I can produce the temperature blow up with dsf/gpu, and also with coul/long/gpu + pppm. When I used pair hybrid with coul/dsf and table/gpu, the run seems fine in my test. When I switched to using fix nvt instead of fix npt, the gpu runs didn’t cause the temperature blowup anymore, at least in my short runs. Can you also test with fix nvt to make sure that is the case?
This might have something to do with some gpu styles on your particular system with a triclinic box and running npt. I am still narrowing the issue down, hopefully someone on the list can quickly have better ideas.
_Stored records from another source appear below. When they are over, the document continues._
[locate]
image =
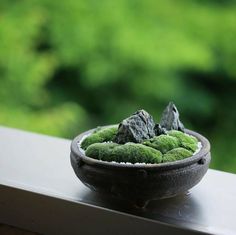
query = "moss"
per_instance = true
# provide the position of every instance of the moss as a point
(129, 152)
(176, 154)
(186, 141)
(100, 135)
(163, 143)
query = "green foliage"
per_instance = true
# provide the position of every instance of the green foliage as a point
(185, 141)
(163, 143)
(176, 154)
(99, 136)
(66, 66)
(129, 152)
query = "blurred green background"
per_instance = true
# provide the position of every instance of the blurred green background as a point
(66, 66)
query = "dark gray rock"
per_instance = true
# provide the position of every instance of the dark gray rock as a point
(170, 118)
(159, 130)
(136, 128)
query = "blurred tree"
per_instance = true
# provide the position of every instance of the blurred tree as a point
(70, 65)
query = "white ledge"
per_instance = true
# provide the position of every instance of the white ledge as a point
(40, 192)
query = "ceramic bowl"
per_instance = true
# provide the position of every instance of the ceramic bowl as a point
(143, 182)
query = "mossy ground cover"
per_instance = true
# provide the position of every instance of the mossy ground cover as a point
(173, 146)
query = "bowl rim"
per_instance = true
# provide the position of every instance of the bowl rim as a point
(78, 154)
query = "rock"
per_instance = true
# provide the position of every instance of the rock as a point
(170, 118)
(136, 128)
(159, 130)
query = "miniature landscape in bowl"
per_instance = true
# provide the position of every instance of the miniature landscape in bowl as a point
(140, 160)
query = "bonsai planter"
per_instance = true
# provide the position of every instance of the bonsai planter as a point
(142, 182)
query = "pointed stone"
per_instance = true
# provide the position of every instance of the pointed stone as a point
(136, 128)
(170, 118)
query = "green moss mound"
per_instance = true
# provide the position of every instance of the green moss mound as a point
(176, 154)
(100, 135)
(185, 141)
(129, 152)
(173, 146)
(163, 143)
I’d like to help you debug this problem. It may be related to a previous issue with GPU + NPT that another user and I came across. (see thread http://lammps.sandia.gov/threads/msg42046.html)
I set up a (somewhat) simple example script that leads to similar problems using the rhodo example that’s distributed with lammps. I’m attaching the input script. It produces different results for CPU or GPU. The correct results can be obtained by setting the thermo output to every timestep for the GPU simulation. I think the issue I pointed out in the earlier email still stands, changing the frequency of the thermodynamic output should not change the final answer.
Thank you all for your kind attention on this matter.
Trung, switching to NVT did work for me as well. There are some conditions
on my simulations that it will be useful to use GPU and a fixed volume.
Once again, thanks!
Can you rebuild the GPU package with the attached lal_answer.cpp file? (i.e. save a copy of the current lal_answer.cpp, put the attached file into lib/gpu/, make clean and make -f Makefile.your_machine to build libgpu.a). After that, remove the current LAMMPS binary in src/ and rebuild LAMMPS.
I think I fixed a bug with accumulating virial with the GPU pacakge when energy is not accumulated (eflag == 0 and vflag != 0) for the GPU pair styles that require charges. I would like to have both of you check with your systems to make sure that the bug fix works. I used your input files comparing GPU double precision vs. CPU runs, and they all match in my short runs.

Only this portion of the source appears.